Terrorists have struck eight targets in Sri Lanka, leaving more than 200 people dead and even more injured.
BBC News reports that eight explosions went off throughout the country on Sunday, with attacks occurring at churches and hotels. The death toll currently sits at 207, with 400 injuries also being reported. Of those 2017, at least nine of them were foreign nationals.
The churches hit with attacks were located in Negombo, Batticaloa and the Kochchikade district of Colombo. Many churches were in the middle of Easter services when the explosions went off.
"It's a very difficult and a very sad situation for all of us because we never expected such a thing to happen and especially on Easter Sunday," Malcolm Ranjith, Cardinal Archbishop of Colombo, told BBC News. “People went to church without knowing anything… and now many of them have been killed. I express my deepest sympathies to all those who have lost their loved ones. I would like to say that we are in solidarity with all those that are injured. I would like to make an appeal to all the people of Sri Lanka not to make a disturbance because of hearsay, [They] should wait patiently and work for peace and harmony.”
Among the targeted hotels were the Shangri-La, Kingsbury and Cinnamon Grand in the city of Columbo. Another hotel was also attacked, but its name is not yet being reported.
The remaining explosions occurred in a residential area within Colombo'sDematagoda district. Details of this particular explosion are murky, but it was believed to be the work of a suicide bomber. There was also a police raid on the site, that led to two arrests and the deaths of three security personnel members.

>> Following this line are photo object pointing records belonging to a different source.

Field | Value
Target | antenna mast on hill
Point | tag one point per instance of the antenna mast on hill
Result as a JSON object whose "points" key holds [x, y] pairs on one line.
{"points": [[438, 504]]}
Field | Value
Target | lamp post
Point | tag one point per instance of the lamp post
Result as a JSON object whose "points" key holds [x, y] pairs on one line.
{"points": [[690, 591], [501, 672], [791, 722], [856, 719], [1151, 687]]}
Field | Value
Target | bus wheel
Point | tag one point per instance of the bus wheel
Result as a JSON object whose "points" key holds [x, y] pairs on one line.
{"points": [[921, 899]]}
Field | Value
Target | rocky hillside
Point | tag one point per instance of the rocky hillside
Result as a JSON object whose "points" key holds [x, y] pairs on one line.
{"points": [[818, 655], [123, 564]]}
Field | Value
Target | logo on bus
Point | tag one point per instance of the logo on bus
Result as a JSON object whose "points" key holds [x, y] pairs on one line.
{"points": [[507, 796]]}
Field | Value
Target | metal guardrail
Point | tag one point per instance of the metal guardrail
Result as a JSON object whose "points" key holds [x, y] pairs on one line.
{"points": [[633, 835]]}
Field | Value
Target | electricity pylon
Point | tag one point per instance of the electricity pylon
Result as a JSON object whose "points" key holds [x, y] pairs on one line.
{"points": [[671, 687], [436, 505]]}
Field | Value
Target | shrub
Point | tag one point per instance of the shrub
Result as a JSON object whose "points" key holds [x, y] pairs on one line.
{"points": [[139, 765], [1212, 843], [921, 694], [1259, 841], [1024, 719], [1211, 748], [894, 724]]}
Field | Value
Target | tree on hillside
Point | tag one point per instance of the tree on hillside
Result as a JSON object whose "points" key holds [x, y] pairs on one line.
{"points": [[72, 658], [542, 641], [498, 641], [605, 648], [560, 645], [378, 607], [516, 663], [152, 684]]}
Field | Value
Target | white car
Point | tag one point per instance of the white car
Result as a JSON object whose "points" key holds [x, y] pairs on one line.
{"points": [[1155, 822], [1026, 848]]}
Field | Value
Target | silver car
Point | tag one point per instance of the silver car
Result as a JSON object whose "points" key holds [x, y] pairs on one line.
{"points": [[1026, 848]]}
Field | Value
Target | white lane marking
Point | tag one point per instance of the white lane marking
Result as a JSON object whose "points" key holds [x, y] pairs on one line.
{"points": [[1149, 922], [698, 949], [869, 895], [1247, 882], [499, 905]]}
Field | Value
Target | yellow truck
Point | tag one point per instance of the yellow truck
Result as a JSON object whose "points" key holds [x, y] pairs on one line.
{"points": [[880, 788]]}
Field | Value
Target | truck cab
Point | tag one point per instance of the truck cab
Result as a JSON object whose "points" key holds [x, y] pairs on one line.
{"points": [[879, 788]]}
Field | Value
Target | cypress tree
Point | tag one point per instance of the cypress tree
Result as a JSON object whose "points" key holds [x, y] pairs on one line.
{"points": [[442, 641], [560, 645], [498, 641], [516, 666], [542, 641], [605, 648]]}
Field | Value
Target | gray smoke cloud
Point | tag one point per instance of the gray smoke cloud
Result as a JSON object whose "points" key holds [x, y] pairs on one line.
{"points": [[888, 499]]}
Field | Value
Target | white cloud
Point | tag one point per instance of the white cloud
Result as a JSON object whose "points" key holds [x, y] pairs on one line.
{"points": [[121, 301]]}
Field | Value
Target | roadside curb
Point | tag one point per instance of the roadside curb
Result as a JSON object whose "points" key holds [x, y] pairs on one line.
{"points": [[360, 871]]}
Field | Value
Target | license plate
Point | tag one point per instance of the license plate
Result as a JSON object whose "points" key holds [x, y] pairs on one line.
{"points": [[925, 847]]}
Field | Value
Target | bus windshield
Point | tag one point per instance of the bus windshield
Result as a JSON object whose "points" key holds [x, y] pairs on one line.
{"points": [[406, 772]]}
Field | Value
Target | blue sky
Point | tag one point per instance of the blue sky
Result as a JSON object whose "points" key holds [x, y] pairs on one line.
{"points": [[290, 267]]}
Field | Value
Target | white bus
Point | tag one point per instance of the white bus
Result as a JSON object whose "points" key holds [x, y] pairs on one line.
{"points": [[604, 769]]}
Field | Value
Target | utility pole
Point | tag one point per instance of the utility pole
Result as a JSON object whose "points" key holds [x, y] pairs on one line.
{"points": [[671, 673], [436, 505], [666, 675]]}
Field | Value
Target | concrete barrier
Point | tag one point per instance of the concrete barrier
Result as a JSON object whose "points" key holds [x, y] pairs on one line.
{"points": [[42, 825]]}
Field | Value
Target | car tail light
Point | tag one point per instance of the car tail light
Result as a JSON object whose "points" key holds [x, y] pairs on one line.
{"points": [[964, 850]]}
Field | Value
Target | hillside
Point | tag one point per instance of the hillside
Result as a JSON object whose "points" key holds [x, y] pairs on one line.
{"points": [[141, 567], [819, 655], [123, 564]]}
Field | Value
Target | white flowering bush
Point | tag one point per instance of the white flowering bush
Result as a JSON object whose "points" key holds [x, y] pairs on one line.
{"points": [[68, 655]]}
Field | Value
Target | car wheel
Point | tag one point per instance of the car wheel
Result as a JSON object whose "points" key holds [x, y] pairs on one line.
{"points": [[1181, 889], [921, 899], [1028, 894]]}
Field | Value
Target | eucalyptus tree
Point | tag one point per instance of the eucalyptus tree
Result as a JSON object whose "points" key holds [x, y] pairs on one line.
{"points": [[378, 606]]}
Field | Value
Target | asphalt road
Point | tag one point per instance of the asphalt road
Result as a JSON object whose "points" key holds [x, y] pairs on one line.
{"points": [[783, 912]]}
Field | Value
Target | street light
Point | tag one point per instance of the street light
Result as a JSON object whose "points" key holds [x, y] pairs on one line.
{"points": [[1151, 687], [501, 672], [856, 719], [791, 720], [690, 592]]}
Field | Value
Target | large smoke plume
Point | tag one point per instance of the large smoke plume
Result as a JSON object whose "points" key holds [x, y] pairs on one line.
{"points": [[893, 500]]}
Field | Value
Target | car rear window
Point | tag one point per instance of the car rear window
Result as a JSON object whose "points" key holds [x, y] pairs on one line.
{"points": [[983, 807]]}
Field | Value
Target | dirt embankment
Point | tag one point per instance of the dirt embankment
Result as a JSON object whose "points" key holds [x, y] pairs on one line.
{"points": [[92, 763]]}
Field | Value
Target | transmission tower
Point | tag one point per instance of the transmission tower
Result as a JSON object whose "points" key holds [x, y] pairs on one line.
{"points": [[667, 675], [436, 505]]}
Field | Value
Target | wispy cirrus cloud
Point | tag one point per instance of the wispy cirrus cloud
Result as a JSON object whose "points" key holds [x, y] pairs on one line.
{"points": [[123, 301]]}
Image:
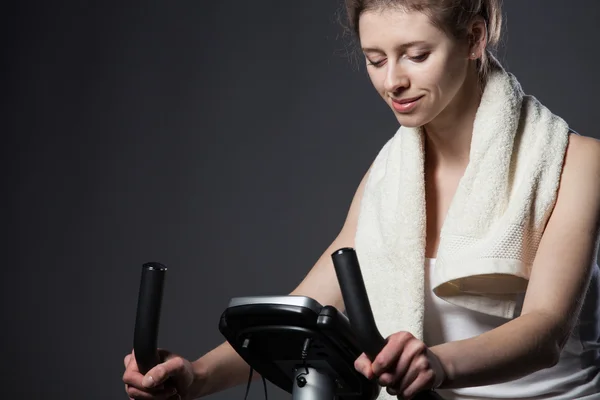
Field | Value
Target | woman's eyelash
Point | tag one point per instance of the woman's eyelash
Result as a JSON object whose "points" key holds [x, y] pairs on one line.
{"points": [[420, 57], [417, 58], [375, 63]]}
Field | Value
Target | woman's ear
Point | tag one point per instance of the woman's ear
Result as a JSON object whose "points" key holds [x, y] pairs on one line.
{"points": [[477, 37]]}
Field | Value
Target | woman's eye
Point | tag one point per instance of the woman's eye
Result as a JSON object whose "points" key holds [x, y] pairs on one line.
{"points": [[419, 57], [375, 63]]}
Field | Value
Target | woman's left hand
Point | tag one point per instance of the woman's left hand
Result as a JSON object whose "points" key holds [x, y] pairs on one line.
{"points": [[405, 366]]}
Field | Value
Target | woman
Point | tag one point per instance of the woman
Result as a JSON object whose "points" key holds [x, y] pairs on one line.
{"points": [[429, 60]]}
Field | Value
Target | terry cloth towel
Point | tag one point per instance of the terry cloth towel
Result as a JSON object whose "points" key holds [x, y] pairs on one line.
{"points": [[495, 222]]}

Authorities have arrested at least seven suspects in connection with the attacks.
Footage and photos of the scenes, which is graphic in nature, shows locals and authorities sorting through wreckage, assisting survivors and tending to the dead.
Footage of the aftermath of the explosions which have left at least 207 people dead and 450 wounded in Sri Lanka, shows the chaos and destruction wroughthttps://t.co/D5bds6FHfI pic.twitter.com/j82FXquc4R— ITV News (@itvnews) April 21, 2019
Many world leaders have reached out to Sri Lanka in their time of need, including Canadian Prime Minister Justin Trudeau and the vice president and prime minister of the United Arab Emirates, Sheikh Mohammed bin Rashid Al Maktoum.
"Absolutely horrific news from Sri Lanka," Trudeau wrote. "Canada strongly condemns the heinous attacks on Christians at churches and hotels. Our hearts [and] thoughts are with the families [and] loved ones of those killed and all those injured."
Absolutely horrific news from Sri Lanka. Canada strongly condemns the heinous attacks on Christians at churches and hotels. Our hearts & thoughts are with the families & loved ones of those killed and all those injured.— Justin Trudeau (@JustinTrudeau) April 21, 2019
Terrorists are those who betray worshippers in their places of worship, plant fear in their hearts and try to ignite religious conflicts in societies. Our condolences to the people of Sri Lanka, to the world and to everyone who works tirelessly towards tolerance and coexistence. pic.twitter.com/w1Kw5L489N— HH Sheikh Mohammed (@HHShkMohd) April 21, 2019
Al Maktoum wrote, "Terrorists are those who betray worshippers in their places of worship, plant fear in their hearts and try to ignite religious conflicts in societies. Our condolences to the people of Sri Lanka, to the world and to everyone who works tirelessly towards tolerance and coexistence."